A database of software tools for the analysis of single-cell RNA-seq data. To make it into the database software must be available for download and public use somewhere (CRAN, Bioconductor, PyPI, Conda, Github, Bitbucket, a private website etc). To view the database head to https://www.scRNA-tools.org.
This database is designed to be an overview of the currently available scRNA-seq analysis software, it is unlikely to be 100% complete or accurate but will be updated as new software becomes available. If you notice a problem or would like to add something please make a pull request or open an issue.
The main tools table has the following columns:
- Name
- Platform - Programming language or platform where it can be used
- DOI - Publication DOI
- PubDate - Publication date. Preprints are marked with PREPRINT and will be updated when published.
- Code - URL for publicly available code.
- Description
- License - Software license
- FUNCTION COLUMNS (Described below)
- Added - Date when the entry added.
- Updated - Date when the entry was last updated.
The function columns are TRUE/FALSE columns indicating if the software has a particular function. These are designed to be used as filters, for example when looking for software to accomplish a particular task. They are also the most likely to be inaccurate as software is frequently updated and it is hard to judge all the functions a package has without making significant use of it.

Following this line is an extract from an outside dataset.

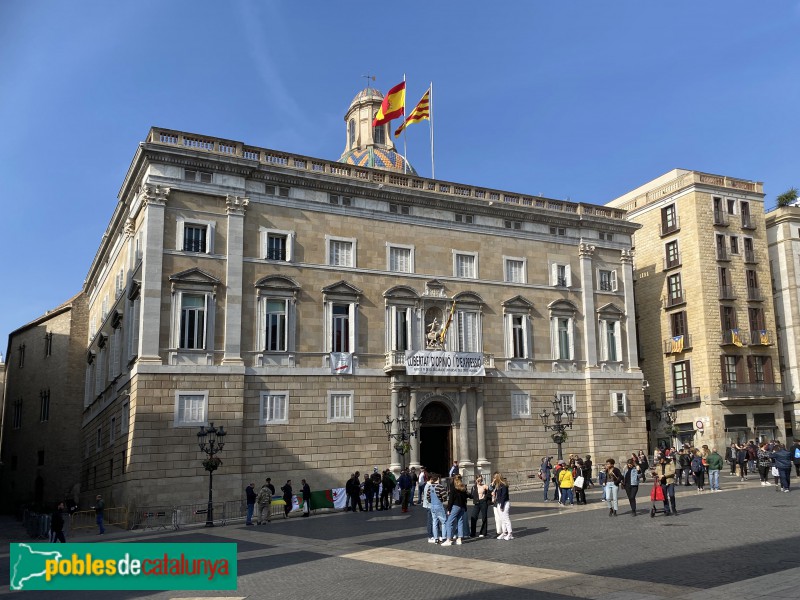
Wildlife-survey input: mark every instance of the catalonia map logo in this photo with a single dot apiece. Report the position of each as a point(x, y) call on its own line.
point(123, 566)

The function columns ask the following questions of the software:
- Assembly - Can it perform assembly?
- Alignment - Does it align reads to a reference?

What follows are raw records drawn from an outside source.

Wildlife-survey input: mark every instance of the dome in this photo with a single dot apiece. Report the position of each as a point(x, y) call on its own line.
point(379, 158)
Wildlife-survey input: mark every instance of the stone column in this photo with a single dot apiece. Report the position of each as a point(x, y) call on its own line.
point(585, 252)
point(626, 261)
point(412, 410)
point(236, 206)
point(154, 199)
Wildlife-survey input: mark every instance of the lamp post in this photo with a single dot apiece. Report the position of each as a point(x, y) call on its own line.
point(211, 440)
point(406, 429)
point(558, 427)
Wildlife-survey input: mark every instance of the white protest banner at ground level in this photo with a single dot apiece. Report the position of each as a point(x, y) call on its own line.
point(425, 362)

- UMIs - Does it handle Unique Molecular Identifiers?
- Quantification - Does it quantify expression from reads?
- QualityControl - Does it perform some type of quality control of cells?
- Normalisation - Does it perform some type of normalisation?
- Imputation - Can it impute missing dropout values?
- Integration - Does it combine scRNA-seq datasets or other single-cell data types?
- GeneFiltering - Does it perform some filtering of genes?
- Clustering - Does it perform clustering of cells?
- Classification - Does it classify cells based on a reference dataset?
- Ordering - Does it order cells along a (pseudotime) trajectory?
- DifferentialExpression - Does it do some kind of differential expression?
- MarkerGenes - Does it identify or mark use of cell type markers?
- ExpressionPatterns - Can it find genes with interesting patterns over (psuedo) time?
- VariableGenes - Does it identify highly variable genes?
- GeneSets - Does it test or make use of annotated gene sets?
- GeneNetworks - Does it find co-regulated gene networks?
- CellCycle - Does it identify or correct for the cell cycle or cell cycle (or similar) genes?
- DimensionalityReduction - Can it perform some type of dimensionality reduction?
- Transformation - Does it transform between expression values and some over measure?
- Modality - Does it identify or make use of modality in expression?
- AlternativeSplicing - Does it identify alternatice splicing?
- RareCells - Does it identify rare cells types?
- StemCells - Does it identify stem cells in a population?
- Variants - Does it detect or make use of variants?
- Haplotypes - Does it make use of haplotypes or perform phasing?
- AlleleSpecific - Does it detect allele specific expression?
- Visualisation - Does it do some kind of visualisation? (showing how to
make a plot using
ggplot
ormatplotlib
doesn't count) - Interactive - Does it have some kind of interactive component or a GUI?
- Simulation - Does it have functions for simulating scRNA-seq data?